Contoh Laporan Kunjungan ke LPS
LAPORAN HASIL KUNJUNGAN LEMBAGA PENJAMIN SIMPANAN
(LPS)
DISUSUN OLEH :
ADELLA FEBRIYANTI KWEESOEANDI
NIM : 1940630018
FAKULTAS VOKASI ( PERBANKAN DAN KEUANGAN )
UNIVERSITAS KRISTEN INDONESIA
JAKARTA
2020
BAB I
PENDAHULUAN
A. LATAR BELAKANG
Industri perbankan merupakan salah satu komponen yang sangat penting dalam perekonomian nasional demi menjaga keseimbangan kemajuan dan kesatuan ekonomi nasional. Stabilitas industri perbankan sangat mempengaruhi stabilitas perekonomian secara keseluruhan. Krisis moneter dan perbankan yang menghantam Indonesia pada tahun 1998 ditandai dengan dilikuidasinya 16 bank yang mengakibatkan menurunnya tingkat kepercayaan masyarakat pada sistem perbankan. Untuk mengatasi hal tersebut dan agar tetap menciptakan rasa aman bagi nasabah penyimpan serta menjaga stabilitas sistem perbankan, program penjaminan yang sangat luas lingkupnya tersebut perlu digantikan dengan sistem penjaminan yang terbatas.

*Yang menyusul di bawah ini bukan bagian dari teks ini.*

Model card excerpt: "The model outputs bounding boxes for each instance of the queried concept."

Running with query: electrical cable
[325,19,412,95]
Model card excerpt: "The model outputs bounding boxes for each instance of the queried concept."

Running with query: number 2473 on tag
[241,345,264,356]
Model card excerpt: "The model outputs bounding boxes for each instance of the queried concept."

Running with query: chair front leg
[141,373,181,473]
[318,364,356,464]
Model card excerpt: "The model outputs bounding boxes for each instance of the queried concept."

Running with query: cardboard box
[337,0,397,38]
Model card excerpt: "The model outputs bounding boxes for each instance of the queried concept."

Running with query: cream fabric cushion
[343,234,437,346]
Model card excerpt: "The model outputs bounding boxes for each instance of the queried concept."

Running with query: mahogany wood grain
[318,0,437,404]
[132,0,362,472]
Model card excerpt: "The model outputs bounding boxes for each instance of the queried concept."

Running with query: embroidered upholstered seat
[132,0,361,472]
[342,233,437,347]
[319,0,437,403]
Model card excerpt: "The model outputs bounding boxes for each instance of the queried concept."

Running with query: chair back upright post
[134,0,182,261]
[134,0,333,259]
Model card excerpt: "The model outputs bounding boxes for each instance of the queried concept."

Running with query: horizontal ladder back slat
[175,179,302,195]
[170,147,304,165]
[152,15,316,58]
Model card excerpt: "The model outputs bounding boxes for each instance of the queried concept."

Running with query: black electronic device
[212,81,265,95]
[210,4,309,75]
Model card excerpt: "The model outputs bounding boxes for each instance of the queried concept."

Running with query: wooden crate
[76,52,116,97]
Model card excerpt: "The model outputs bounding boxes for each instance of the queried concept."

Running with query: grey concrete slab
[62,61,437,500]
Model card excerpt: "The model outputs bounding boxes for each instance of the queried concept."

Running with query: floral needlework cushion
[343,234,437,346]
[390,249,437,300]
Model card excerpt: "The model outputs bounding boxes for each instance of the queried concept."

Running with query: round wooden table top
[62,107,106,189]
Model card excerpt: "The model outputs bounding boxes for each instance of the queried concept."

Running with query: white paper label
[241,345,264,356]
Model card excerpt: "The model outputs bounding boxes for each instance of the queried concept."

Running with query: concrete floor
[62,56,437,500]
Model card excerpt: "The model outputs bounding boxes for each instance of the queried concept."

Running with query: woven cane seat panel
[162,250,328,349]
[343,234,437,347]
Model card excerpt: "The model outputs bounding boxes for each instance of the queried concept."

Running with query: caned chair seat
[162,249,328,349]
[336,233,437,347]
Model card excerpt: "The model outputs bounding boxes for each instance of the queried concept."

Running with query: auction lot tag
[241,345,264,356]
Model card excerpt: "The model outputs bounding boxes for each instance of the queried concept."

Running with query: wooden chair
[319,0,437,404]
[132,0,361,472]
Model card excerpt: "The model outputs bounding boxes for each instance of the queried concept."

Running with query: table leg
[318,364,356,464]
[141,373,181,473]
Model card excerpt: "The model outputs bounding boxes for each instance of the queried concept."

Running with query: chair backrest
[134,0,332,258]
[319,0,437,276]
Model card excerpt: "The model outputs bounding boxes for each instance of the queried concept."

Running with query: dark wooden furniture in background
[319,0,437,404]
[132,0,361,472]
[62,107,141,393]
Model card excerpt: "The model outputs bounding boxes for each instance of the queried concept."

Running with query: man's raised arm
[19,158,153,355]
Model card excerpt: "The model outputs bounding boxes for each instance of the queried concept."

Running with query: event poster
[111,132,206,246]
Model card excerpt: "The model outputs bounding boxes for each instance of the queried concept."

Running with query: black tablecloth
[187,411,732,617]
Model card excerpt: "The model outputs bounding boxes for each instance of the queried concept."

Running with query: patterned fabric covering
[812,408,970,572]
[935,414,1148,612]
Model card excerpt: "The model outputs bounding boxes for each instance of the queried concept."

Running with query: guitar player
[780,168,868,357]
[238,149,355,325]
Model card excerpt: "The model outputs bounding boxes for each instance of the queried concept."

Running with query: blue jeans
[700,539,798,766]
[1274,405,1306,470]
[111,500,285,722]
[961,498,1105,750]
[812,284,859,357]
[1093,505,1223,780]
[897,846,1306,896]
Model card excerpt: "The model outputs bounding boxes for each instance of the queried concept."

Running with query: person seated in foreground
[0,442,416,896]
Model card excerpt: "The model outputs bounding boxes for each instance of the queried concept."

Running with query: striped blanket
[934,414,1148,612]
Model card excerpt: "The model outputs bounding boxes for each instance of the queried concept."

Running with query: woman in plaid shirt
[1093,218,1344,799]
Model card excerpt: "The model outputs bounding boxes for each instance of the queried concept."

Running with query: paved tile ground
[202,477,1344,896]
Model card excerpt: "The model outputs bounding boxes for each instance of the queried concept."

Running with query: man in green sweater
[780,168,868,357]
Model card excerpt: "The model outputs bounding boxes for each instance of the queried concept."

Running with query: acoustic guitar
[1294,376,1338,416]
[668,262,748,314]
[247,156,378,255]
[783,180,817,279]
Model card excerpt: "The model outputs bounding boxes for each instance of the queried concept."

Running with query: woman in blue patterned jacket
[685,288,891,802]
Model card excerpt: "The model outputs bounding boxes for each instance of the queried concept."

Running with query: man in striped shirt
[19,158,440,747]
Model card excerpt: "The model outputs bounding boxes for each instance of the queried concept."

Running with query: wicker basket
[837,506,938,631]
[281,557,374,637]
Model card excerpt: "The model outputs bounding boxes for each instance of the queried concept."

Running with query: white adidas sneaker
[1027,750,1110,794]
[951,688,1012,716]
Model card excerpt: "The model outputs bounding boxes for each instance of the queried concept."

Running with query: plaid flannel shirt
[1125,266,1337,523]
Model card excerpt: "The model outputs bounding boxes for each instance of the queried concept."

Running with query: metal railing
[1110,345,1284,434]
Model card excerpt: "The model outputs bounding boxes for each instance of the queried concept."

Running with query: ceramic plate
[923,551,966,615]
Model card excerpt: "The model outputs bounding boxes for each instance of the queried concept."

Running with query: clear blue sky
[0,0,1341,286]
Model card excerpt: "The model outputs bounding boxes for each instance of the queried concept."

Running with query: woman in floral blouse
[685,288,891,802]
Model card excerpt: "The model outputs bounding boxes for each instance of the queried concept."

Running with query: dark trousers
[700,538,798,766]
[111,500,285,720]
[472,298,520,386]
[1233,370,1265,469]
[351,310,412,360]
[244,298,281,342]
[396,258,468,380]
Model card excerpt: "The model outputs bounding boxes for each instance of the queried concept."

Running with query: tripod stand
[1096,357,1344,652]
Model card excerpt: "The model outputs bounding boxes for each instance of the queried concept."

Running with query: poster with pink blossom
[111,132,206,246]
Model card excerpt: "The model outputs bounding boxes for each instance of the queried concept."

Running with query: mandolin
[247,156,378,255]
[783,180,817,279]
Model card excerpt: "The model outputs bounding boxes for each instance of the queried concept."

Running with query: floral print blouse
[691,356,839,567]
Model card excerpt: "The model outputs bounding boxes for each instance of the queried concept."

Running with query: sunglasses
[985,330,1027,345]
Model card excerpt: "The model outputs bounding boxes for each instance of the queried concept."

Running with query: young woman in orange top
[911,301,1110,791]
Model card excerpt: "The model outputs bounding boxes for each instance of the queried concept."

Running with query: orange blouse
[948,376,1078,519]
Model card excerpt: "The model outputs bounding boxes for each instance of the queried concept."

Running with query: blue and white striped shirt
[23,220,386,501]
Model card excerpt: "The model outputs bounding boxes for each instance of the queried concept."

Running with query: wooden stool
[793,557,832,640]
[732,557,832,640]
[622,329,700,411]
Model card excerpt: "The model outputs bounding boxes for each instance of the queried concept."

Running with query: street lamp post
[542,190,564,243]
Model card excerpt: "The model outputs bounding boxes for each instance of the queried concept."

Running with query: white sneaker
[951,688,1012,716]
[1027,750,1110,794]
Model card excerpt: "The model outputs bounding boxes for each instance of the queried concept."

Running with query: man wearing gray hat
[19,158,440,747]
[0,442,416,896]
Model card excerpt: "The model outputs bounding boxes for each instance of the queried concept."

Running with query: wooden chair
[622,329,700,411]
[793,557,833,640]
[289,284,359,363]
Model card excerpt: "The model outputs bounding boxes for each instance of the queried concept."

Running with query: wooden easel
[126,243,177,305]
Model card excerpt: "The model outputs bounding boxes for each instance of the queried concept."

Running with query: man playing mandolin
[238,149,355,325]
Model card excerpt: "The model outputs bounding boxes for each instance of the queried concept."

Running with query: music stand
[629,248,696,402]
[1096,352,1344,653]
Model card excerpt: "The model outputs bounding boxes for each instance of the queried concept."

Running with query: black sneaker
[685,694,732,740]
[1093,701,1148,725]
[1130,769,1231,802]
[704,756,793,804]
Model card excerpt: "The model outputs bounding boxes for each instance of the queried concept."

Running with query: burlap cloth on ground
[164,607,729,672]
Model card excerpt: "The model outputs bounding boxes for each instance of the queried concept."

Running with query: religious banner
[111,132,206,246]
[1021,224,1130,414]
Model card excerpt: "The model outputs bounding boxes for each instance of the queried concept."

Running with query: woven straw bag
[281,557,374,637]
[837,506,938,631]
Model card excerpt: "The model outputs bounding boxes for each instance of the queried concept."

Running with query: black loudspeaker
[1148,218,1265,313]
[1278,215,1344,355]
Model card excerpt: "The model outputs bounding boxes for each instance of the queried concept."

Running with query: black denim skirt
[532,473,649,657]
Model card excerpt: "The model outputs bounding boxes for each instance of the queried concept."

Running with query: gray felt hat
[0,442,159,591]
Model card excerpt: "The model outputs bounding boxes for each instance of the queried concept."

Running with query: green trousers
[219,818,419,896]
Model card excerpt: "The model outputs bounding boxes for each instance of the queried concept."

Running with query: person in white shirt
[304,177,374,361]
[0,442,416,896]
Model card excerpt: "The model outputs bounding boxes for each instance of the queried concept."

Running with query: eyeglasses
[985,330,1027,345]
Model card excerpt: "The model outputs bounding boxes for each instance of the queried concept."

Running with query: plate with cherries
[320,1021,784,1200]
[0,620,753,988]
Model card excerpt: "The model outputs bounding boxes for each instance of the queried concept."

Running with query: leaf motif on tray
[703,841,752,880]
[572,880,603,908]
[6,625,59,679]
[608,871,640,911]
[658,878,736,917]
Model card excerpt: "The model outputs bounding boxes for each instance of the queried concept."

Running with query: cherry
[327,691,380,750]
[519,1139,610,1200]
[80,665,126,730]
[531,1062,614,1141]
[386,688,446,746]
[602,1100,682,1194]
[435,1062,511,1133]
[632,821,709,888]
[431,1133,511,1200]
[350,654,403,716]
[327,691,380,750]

Dikeluarkannya Undang-Undang Nomor 10 Tahun 1998 tentang Perbankan mengamanatkan pembentukan suatu Lembaga Penjamin Simpanan (LPS) sebagai pelaksana penjaminan dana masyarakat.
Dengan diadakannya kunjungan ke kantor Lembaga Penjamin Simpanan, maka kami sebagai mahasiswa dan mahasiswi sangat antusias karena LPS adalah salah satu lembaga yang berkaitan erat dengan dunia perbankan yang sesuai dengan program studi kami. Adapun tujuannya yaitu untuk memicu masyarakat yang masih ragu dan takut untuk menabung di bank karena tidak ada yang menjamin simpanan/tabungan mereka.
B. TUJUAN DIBUATNYA LAPORAN
1. Mengetahui Sejarah singkat, Tujuan dan Pengertian Lembaga Penjamin Simpanan.
2. Mengetahui Fungsi Lembaga Penjamin Simpanan.
3. Memahami Tugas dan Wewenang Lembaga Penjamin Simpanan .
4. Mengetahui Visi dam Misi serta Nilai Lembaga Penjamin Simpanan.
5. Memahami Bentuk Organisasi dan Status Lembaga Penjamin Simpanan.
6. Mengetahui Syarat dan Peserta Lembaga Penjamin Simpanan.
BAB II
PEMBAHASAN
A. SEJARAH SINGKAT LEMBAGA PENJAMIN SIMPANAN
Pada tahun 1998, krisis moneter dan perbankan yang menghantam Indonesia, yang ditandai dengan dilikuidasinya 16 bank, mengakibatkan menurunnya tingkat kepercayaan masyarakat pada sistem perbankan. Untuk mengatasi krisis yang terjadi, pemerintah mengeluarkan beberapa kebijakan diantaranya memberikan jaminan atas seluruh kewajiban pembayaran bank, termasuk simpanan masyarakat (blanket guarantee). Hal ini ditetapkan dalam Keputusan Presiden Nomor 26 Tahun 1998 tentang Jaminan Terhadap Kewajiban Pembayaran Bank Umum dan Keputusan Presiden Nomor 193 Tahun 1998 tentang Jaminan Terhadap Kewajiban Pembayaran Bank Perkreditan Rakyat.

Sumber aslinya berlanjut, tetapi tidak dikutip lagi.